IE’s security zones and settings allow a tremendous amount of flexibility when deciding which types of downloadable content to trust. The last section, “Common Authenticode Questions,” gives answers to commonly asked questions about Authenticode.

Common Authenticode Questions

If IE tells me that a piece of software hasn’t been signed, should I download it anyway?

This is a decision that should be based on the end user’s own judgment. For instance, if the end user has downloaded software from a particular site before and believes that this software can be trusted not to have been tampered with or to behave maliciously, then the end user may decide to download code that hasn’t been signed (i.e., that doesn’t have a valid certificate associated with it). And if the end user knows nothing about the software or the site from which it originated, the end user may choose not to download this piece of software.

Should I trust and download a piece of software just because it’s been signed?

Again, this decision relies on the end user’s own judgment; however, the certificate provides end users with the data they need to make a more informed decision about this piece of software. If the end user has a great deal of trust in a particular software publisher, then the end user may decide to automatically download any software from this publisher through the settings provided in the Authenticode Security Technology dialog box.

Does a personal certificate or a site certificate have anything to do with a software publisher certificate?

Personal, site, and publisher certificates are all used to prove identity over the Internet; however, these certificates are used within different contexts. Your personal certificate identifies you to Web sites and allows you to access private or paid-for content over the Internet. A site certificate assures you of a Web site's identity and is used for secure communications between you and the Web site. A software publisher certificate, as mentioned previously, identifies the publisher of a piece of software and ensures that the software hasn't been tampered with after it has left the software publisher.

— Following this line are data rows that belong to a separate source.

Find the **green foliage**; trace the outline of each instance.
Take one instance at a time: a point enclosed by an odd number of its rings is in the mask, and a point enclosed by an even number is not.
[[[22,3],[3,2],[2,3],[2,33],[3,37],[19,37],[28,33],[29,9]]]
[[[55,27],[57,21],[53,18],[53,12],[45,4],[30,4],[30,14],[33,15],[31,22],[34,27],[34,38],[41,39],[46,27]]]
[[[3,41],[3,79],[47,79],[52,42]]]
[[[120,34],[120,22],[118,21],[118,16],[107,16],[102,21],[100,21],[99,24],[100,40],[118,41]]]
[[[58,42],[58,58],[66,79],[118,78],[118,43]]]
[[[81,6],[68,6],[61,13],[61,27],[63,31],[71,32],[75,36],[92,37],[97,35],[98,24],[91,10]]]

How can I tell the difference between an individual publisher and a commercial publisher when IE presents me with a software publisher’s certificate?

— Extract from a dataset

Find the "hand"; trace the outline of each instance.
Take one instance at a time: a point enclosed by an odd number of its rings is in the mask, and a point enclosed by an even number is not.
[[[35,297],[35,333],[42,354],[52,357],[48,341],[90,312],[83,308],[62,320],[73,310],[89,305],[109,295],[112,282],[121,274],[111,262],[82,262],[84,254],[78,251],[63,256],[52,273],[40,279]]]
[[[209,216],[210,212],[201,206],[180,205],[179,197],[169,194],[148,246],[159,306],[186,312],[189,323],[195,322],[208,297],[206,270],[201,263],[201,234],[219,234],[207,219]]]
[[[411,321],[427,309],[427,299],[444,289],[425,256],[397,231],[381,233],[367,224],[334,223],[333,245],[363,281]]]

Before downloading a signed piece of software, IE identifies the issuer of the software publisher certificate as a CA for either individual or commercial publishers. IE further differentiates individual and commercial software publishers through the graphical presentation of the certificate to the end user in the Authenticode Security Technology dialog box.

How can Authenticode be used within a corporate scenario?

Using IEAK, an administrator can preconfigure IE safety settings, thereby setting the default manner in which IE treats potentially unsafe code—for example, code that doesn’t have a valid software publisher certificate associated with it. In addition, through IEAK, the administrator can control which Options settings the user can change. Hence, the administrator can prevent unsigned software from being downloaded to end users’ PCs.

Summary

Microsoft’s Authenticode technology ensures that software hasn’t been tampered with since the time it was digitally signed by its publisher. CAs are third parties that ensure that software authors are who they say they are. Authenticode-protected software establishes a reliable link to the publisher, which has contractually agreed that its software isn’t intentionally malicious. Without having to inspect the programming source code line by line, users are given a higher degree of trust not given by unsigned code. Users can assign different degrees of security trust to IE’s zones to accommodate acceptable levels of risk for their computing environment.